Please, Complain Some More

A funny thing happened over on facebook the other day.

I posted a status that was somewhat serious, but also a little playful.


I ended with, “Asking for a friend,” because I was wanting to use humor as an outlet for the stress and anxiety I was experiencing.

Because life is funny. I know I am not in control. I know I have a large group of people to go to when I am feeling afraid or sad or stressed. I have a good prayer life. My wife and I (usually) talk about things when we are feeling overwhelmed.

Yet in spite of all of that, I still feel the stress and fear that everyday life can bring. And although one facebook post to my friends does not qualify as a scientific study, I think I can safely say you do, too.

I was blown away at the response my status received. Not because I was surprised at the number of people who were encouraging me and praying for me. But I was mostly surprised at how many people acknowledged feeling the same way.

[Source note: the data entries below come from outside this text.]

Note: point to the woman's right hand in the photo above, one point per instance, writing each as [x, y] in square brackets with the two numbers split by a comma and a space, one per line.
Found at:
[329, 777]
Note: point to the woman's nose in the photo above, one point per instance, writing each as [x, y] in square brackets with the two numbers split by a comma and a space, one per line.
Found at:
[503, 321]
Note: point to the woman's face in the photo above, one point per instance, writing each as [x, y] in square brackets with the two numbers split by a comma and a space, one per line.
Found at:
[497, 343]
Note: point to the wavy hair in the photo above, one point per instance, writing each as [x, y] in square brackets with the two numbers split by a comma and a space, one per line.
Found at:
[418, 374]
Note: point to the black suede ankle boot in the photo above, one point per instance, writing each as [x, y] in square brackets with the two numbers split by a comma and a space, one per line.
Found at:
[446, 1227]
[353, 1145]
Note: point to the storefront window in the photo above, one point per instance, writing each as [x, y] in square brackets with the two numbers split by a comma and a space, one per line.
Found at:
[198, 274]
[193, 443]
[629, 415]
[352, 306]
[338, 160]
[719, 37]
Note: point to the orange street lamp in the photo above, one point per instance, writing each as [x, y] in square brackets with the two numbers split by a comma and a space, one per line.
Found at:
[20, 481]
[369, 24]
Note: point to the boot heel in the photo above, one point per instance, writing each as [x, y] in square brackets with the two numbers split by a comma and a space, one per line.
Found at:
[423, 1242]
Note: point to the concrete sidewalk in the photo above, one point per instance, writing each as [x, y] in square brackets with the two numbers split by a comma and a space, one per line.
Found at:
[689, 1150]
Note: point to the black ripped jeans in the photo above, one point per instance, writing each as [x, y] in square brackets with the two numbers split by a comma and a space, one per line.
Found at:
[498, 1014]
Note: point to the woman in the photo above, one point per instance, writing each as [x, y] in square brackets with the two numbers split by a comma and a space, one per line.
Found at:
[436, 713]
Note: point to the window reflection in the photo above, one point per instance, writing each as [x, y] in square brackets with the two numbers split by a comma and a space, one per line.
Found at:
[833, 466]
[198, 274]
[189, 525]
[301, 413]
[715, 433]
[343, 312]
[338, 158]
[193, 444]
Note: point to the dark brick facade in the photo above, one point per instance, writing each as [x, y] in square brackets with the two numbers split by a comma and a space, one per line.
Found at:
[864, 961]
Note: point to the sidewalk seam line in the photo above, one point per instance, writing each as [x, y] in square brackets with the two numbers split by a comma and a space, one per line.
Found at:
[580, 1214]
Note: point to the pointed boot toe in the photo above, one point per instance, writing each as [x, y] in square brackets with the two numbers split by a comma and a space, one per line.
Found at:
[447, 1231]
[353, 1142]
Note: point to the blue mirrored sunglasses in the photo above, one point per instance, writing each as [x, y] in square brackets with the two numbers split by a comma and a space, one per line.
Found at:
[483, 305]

Added to that was the wide variety of people commenting on my status. We have lived in three states over the past 10 years. People from all of those places commented. Some are friends from childhood. Some are past co-workers of my wife. Some are my past co-workers. Some are friends I was in college with. Some are family members. Some are friends I have known for less than a year. Some attend the same church we do. Some are shepherds (elders) of that church. Some have had similar experiences. Some have had similar emotional experiences but triggered by different life circumstances.

We all know what it is like to deal with difficulty. With stress. With anxiety. With fear. We all know the inner turmoil of wanting to give up completely while at the same time wanting to fix every single problem.

Yet still I was astounded at the response my simple little facebook status received.

And then my friend, Sean (read his great blog here), posted a facebook status: “Many churches I know have a praise band. No church I know has a lament band…and the world is worse for it.”

And then it clicked. Most people have the experience that I described in my post. But most people have been trained to suck it up. We have been told not to complain. We believe we need to get over it.

We think lamenting is wrong.

But it’s not. I lamented and received strength. I cried out and was heard. I groaned and others groaned with me; and gave me the opportunity to groan with them.

So today, I give you permission:

Complain. Groan. Whine. Bitch. Moan. Let it out. Do not get over it. Do not keep it to yourself until you feel better.

Let’s hear it. What’s going on? What do you need to lament about?

You can even tell me you’re asking for a friend.